Tan extenso es el terreno de la contradicción, tan inmensa es la distancia entre el juego y el triunfo que, casi irónicamente, este Leeds ganó sin jugar. Subió a la Premier el viernes 17 cuando perdió el West Bromwich Albion y salió campeón el sábado 18 cuando perdió el Brentford. Como si fuera que, en definitiva, el momento final del triunfo está dado por la retirada. Si cuando jugamos, no jugamos para ganar, entonces, para ganar necesitamos estar fuera del terreno de juego. Como no está en nuestra psiquis el jugar para obtener el triunfo, cuando estamos a punto de obtenerlo, nos desmoronamos. Tal desmoronamiento le sucedió al Leeds en el partido anterior a ser campeones, un partido espantoso que le ganaron por un gol suelto de Hernández a uno de los colistas; tal desmoronamiento le sucedió al Leeds el año pasado cuando tenía que empatar de local contra el Derby County para pasar a la final de los playoff y perdió 4 a 2; tal desmoronamiento la sucedió al Athletic de Bielsa cuando perdió la final de la Europa League contra el Atlético de Madrid; tal desmoronamiento le sucedió el mismo año al mismo equipo contra el Barcelona en la final de la Copa del Rey; tal desmoronamiento le sucedió al Chile de Bielsa en los octavos del Mundial 2010 contra la selección de Brasil; tal desmoronamiento le sucedió a la selección argentina de Bielsa cuando perdió contra Brasil la final de la Copa América del 2004; tan desmoronamiento le sucedió a Newell’s cuando perdió contra São Paulo la final de la Copa Liberadores del año 92. Así, la colección de desmoronamientos en finales de los equipos de Bielsa que saben jugar pero no ganar. Por eso esta vez ganaron cuando no estaban jugando, porque si necesitan jugar para ganar, no lo van a saber hacer.  

5.

Hace 42 años que Dante Panzeri se retuerce en su tumba. Hoy debe estar contento.
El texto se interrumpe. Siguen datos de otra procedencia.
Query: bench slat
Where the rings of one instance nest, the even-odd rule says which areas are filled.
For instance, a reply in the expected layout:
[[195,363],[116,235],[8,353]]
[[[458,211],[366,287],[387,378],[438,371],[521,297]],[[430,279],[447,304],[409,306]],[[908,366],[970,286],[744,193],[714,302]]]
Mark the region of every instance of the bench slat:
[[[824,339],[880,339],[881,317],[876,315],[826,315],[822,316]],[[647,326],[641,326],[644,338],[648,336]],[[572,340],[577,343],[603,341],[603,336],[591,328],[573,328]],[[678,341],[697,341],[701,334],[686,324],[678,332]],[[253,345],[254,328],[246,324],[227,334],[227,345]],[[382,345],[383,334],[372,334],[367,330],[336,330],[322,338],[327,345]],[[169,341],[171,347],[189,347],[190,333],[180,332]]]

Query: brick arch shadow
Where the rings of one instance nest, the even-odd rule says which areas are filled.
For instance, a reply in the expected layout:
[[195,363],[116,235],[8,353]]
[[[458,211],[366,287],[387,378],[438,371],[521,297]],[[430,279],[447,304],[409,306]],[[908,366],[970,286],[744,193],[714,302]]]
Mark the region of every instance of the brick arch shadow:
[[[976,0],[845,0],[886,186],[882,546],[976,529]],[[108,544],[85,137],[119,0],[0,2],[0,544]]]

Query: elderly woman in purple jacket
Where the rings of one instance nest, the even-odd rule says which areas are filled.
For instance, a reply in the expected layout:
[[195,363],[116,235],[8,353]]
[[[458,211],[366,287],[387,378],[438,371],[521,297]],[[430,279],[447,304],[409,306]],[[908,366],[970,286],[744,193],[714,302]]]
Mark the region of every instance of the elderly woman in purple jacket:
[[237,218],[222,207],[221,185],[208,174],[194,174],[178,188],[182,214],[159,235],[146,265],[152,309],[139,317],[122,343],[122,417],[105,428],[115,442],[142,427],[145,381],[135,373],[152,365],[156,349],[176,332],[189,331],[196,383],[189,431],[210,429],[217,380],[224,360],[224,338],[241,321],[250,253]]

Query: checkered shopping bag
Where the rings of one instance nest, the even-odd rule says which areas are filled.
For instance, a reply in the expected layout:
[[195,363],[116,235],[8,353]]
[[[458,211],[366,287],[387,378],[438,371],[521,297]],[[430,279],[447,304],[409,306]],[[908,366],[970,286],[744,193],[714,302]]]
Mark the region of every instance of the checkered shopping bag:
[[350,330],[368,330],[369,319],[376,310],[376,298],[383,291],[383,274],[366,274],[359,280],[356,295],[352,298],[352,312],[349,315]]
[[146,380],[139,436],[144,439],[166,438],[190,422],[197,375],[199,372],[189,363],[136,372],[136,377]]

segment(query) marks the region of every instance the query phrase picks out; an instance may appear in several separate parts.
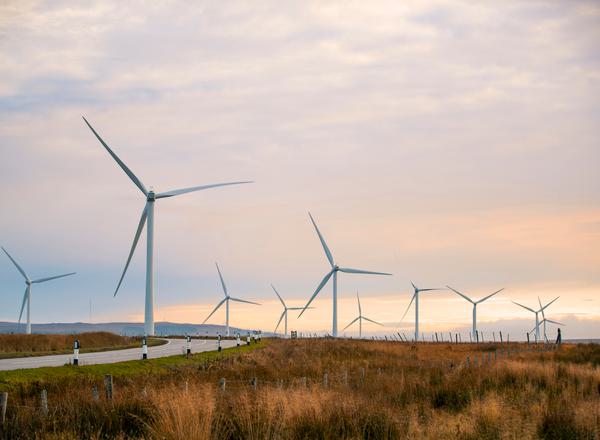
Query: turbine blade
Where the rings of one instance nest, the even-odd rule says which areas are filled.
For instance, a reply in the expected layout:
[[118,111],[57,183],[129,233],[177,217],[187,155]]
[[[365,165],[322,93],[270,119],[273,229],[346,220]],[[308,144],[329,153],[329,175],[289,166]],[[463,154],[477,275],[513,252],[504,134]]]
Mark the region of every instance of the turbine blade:
[[360,308],[360,297],[358,296],[358,292],[356,292],[356,300],[358,301],[358,316],[362,315],[362,309]]
[[308,213],[308,216],[310,217],[310,221],[312,222],[313,226],[315,227],[315,231],[317,231],[319,240],[321,240],[321,245],[323,246],[323,250],[325,251],[325,255],[327,256],[327,260],[329,261],[329,264],[331,264],[331,267],[335,266],[335,263],[333,262],[333,256],[331,255],[331,251],[329,250],[327,243],[325,243],[325,239],[321,235],[321,231],[319,231],[319,228],[317,227],[317,224],[315,223],[315,220],[313,219],[312,215],[310,215],[310,212]]
[[25,273],[25,271],[23,270],[23,268],[21,266],[19,266],[19,263],[17,263],[15,261],[15,259],[10,256],[10,254],[8,253],[8,251],[6,249],[2,248],[2,250],[4,251],[4,253],[6,254],[6,256],[8,258],[10,258],[10,261],[13,262],[13,264],[15,265],[15,267],[17,268],[17,270],[21,273],[21,275],[23,275],[23,278],[25,278],[26,280],[28,280],[29,277],[27,276],[27,274]]
[[217,266],[217,272],[219,272],[219,279],[221,280],[221,286],[223,286],[223,293],[225,294],[225,298],[229,296],[227,293],[227,286],[225,285],[225,281],[223,281],[223,275],[221,275],[221,269],[219,269],[219,265],[215,262],[215,266]]
[[308,306],[310,305],[310,303],[313,302],[313,299],[315,299],[315,297],[319,294],[319,292],[321,291],[321,289],[323,288],[323,286],[325,284],[327,284],[327,281],[329,281],[329,278],[331,278],[331,275],[333,275],[333,270],[330,271],[330,272],[328,272],[327,275],[325,275],[325,277],[323,277],[323,279],[321,280],[321,282],[317,286],[317,290],[315,290],[315,293],[313,293],[313,296],[310,297],[310,299],[308,300],[308,302],[306,303],[306,305],[302,308],[302,311],[298,315],[298,318],[300,318],[302,316],[302,314],[306,311],[306,309],[308,308]]
[[346,330],[348,327],[350,327],[352,324],[354,324],[354,323],[355,323],[356,321],[358,321],[359,319],[360,319],[360,316],[358,316],[358,317],[354,318],[354,320],[353,320],[353,321],[352,321],[350,324],[348,324],[346,327],[344,327],[344,328],[342,329],[342,331]]
[[369,318],[367,318],[366,316],[363,316],[363,317],[362,317],[362,319],[364,319],[365,321],[372,322],[373,324],[380,325],[380,326],[382,326],[382,327],[384,326],[384,325],[383,325],[381,322],[373,321],[372,319],[369,319]]
[[113,297],[117,296],[117,292],[121,287],[121,283],[123,282],[123,278],[125,278],[125,273],[127,273],[127,268],[129,267],[129,263],[131,263],[131,257],[133,257],[133,253],[135,252],[135,247],[138,244],[140,239],[140,235],[144,230],[144,225],[146,224],[146,206],[144,205],[144,210],[142,211],[142,216],[140,217],[140,222],[138,223],[137,231],[135,231],[135,237],[133,238],[133,244],[131,245],[131,250],[129,251],[129,256],[127,257],[127,262],[125,263],[125,268],[123,269],[123,273],[121,274],[121,278],[119,279],[119,283],[117,284],[117,288],[115,289],[115,293]]
[[553,321],[551,319],[546,319],[546,322],[551,322],[552,324],[556,324],[556,325],[562,325],[564,326],[565,324],[563,324],[562,322],[558,322],[558,321]]
[[283,302],[283,299],[281,299],[281,296],[279,295],[279,292],[277,291],[277,289],[275,288],[275,286],[273,284],[271,284],[271,287],[273,288],[273,291],[275,292],[275,295],[277,295],[277,298],[279,298],[279,301],[281,301],[281,304],[283,304],[283,308],[287,309],[285,303]]
[[554,301],[556,301],[558,298],[560,298],[560,296],[557,296],[556,298],[554,298],[552,301],[550,301],[548,304],[546,304],[544,307],[542,307],[542,310],[547,308],[550,304],[552,304]]
[[477,301],[477,304],[484,302],[486,299],[490,299],[492,296],[496,295],[497,293],[500,293],[504,290],[504,287],[500,290],[496,290],[494,293],[492,293],[491,295],[486,296],[485,298],[481,298],[479,301]]
[[208,321],[208,320],[210,319],[210,317],[211,317],[212,315],[214,315],[214,314],[215,314],[215,312],[216,312],[217,310],[219,310],[219,307],[221,307],[225,301],[227,301],[227,298],[223,298],[223,299],[221,300],[221,302],[220,302],[219,304],[217,304],[217,306],[216,306],[216,307],[213,309],[213,311],[212,311],[212,312],[210,312],[210,315],[208,315],[208,316],[206,317],[206,319],[205,319],[204,321],[202,321],[202,324],[204,324],[206,321]]
[[419,289],[419,292],[429,292],[431,290],[446,290],[446,289],[444,289],[442,287],[436,287],[434,289]]
[[533,310],[533,309],[530,309],[529,307],[527,307],[527,306],[524,306],[523,304],[519,304],[519,303],[518,303],[518,302],[516,302],[516,301],[512,301],[512,303],[513,303],[513,304],[516,304],[516,305],[518,305],[519,307],[523,307],[524,309],[526,309],[526,310],[529,310],[530,312],[536,313],[536,312],[535,312],[535,310]]
[[225,183],[213,183],[210,185],[192,186],[190,188],[174,189],[172,191],[166,191],[163,193],[159,193],[159,194],[156,194],[156,198],[164,199],[166,197],[179,196],[181,194],[187,194],[187,193],[191,193],[194,191],[202,191],[204,189],[217,188],[219,186],[242,185],[244,183],[254,183],[254,182],[248,180],[248,181],[243,181],[243,182],[225,182]]
[[542,306],[542,300],[538,296],[538,304],[540,305],[540,311],[542,312],[542,318],[546,319],[546,314],[544,313],[544,306]]
[[125,171],[125,174],[127,174],[127,176],[129,176],[131,181],[133,183],[135,183],[135,185],[144,193],[145,196],[147,196],[148,190],[146,189],[146,187],[144,186],[142,181],[140,179],[138,179],[137,176],[135,174],[133,174],[133,172],[129,168],[127,168],[127,165],[125,165],[125,162],[123,162],[121,159],[119,159],[119,156],[117,156],[115,154],[115,152],[113,150],[111,150],[110,147],[106,144],[106,142],[104,142],[102,140],[100,135],[98,133],[96,133],[96,130],[94,130],[94,128],[87,121],[87,119],[85,119],[85,117],[83,117],[83,116],[82,116],[82,118],[85,121],[85,123],[87,124],[87,126],[90,128],[90,130],[92,130],[92,133],[94,133],[94,136],[96,136],[96,138],[100,141],[100,143],[104,146],[104,148],[106,148],[106,151],[108,151],[108,154],[110,154],[112,156],[112,158],[119,164],[121,169],[123,171]]
[[471,304],[475,304],[475,303],[473,302],[473,300],[472,300],[471,298],[469,298],[467,295],[465,295],[464,293],[460,293],[458,290],[456,290],[456,289],[453,289],[453,288],[452,288],[452,287],[450,287],[450,286],[446,286],[446,287],[447,287],[448,289],[452,290],[452,291],[453,291],[454,293],[456,293],[457,295],[460,295],[460,296],[462,296],[464,299],[466,299],[467,301],[469,301]]
[[[288,310],[304,310],[304,307],[286,307]],[[307,307],[307,309],[314,309],[314,307]]]
[[29,286],[25,288],[25,293],[23,294],[23,304],[21,304],[21,313],[19,313],[19,324],[21,323],[21,318],[23,317],[23,309],[25,309],[25,303],[27,302],[27,293],[29,292]]
[[419,288],[418,288],[417,286],[415,286],[415,283],[413,283],[413,282],[411,281],[411,282],[410,282],[410,284],[412,284],[412,286],[413,286],[413,289],[415,289],[415,290],[419,290]]
[[415,300],[415,296],[416,293],[413,294],[412,298],[410,299],[410,302],[408,303],[408,307],[406,308],[406,310],[404,311],[404,315],[402,315],[402,318],[400,318],[400,322],[402,322],[404,320],[404,317],[406,316],[406,314],[408,313],[408,309],[410,309],[410,306],[412,305],[413,301]]
[[345,273],[363,273],[363,274],[367,274],[367,275],[391,275],[391,273],[386,273],[386,272],[372,272],[370,270],[351,269],[349,267],[340,267],[340,272],[345,272]]
[[33,280],[32,283],[43,283],[44,281],[55,280],[57,278],[68,277],[70,275],[75,275],[76,272],[65,273],[63,275],[56,275],[54,277],[40,278],[39,280]]
[[252,301],[246,301],[245,299],[234,298],[233,296],[230,296],[229,299],[231,301],[237,301],[237,302],[240,302],[240,303],[254,304],[255,306],[260,306],[259,303],[252,302]]
[[279,324],[281,324],[281,320],[283,319],[285,315],[285,310],[281,313],[281,316],[279,317],[279,321],[277,321],[277,325],[275,326],[275,330],[273,330],[273,333],[277,333],[277,329],[279,328]]

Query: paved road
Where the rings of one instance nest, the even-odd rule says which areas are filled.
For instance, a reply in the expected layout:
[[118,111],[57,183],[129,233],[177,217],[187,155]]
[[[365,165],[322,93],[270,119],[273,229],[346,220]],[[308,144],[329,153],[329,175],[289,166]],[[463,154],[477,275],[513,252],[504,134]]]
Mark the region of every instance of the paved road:
[[[221,341],[223,348],[234,347],[232,340]],[[217,349],[216,340],[192,339],[192,353],[213,351]],[[148,358],[174,356],[185,353],[185,339],[167,339],[167,343],[148,347]],[[73,354],[58,354],[52,356],[36,356],[15,359],[0,359],[0,370],[20,370],[22,368],[59,367],[71,362]],[[142,358],[142,348],[126,350],[101,351],[79,355],[79,365],[114,364],[115,362],[132,361]]]

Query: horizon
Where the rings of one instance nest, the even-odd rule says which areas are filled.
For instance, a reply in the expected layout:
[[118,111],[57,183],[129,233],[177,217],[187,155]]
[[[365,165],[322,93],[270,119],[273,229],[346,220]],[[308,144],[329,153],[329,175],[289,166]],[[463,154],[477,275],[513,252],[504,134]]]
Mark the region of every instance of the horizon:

Murió de mala sangre por defender el carácter lúdico del juego, por defender la alegría de un deporte que se convertía en trabajo y hoy, quizás hoy, esboce una disimulada sonrisa porque el equipo de Macelo consiguió algo terriblemente disruptivo, jugar a la pelota.

Ahora, esta vez, la nobleza de los recursos utilizados, además de noble, fue eficaz. Algún día cercano dejará de serlo y nosotros seguiremos siendo nosotros, felices derrotados al costado de la cancha, convencidos de ser quienes somos. Lo que pase en el terreno del enemigo, en el terreno de los solitarios que viven rodeados de copas, no es problema nuestro. O somos parte de la solución o no somos nada. A nosotros, con tal de que nos devuelvan la infancia cada tanto, la posibilidad de imaginar y mantener de nuestro lado de la cancha la ilusión de que no todo está perdido, nos basta y nos sobra.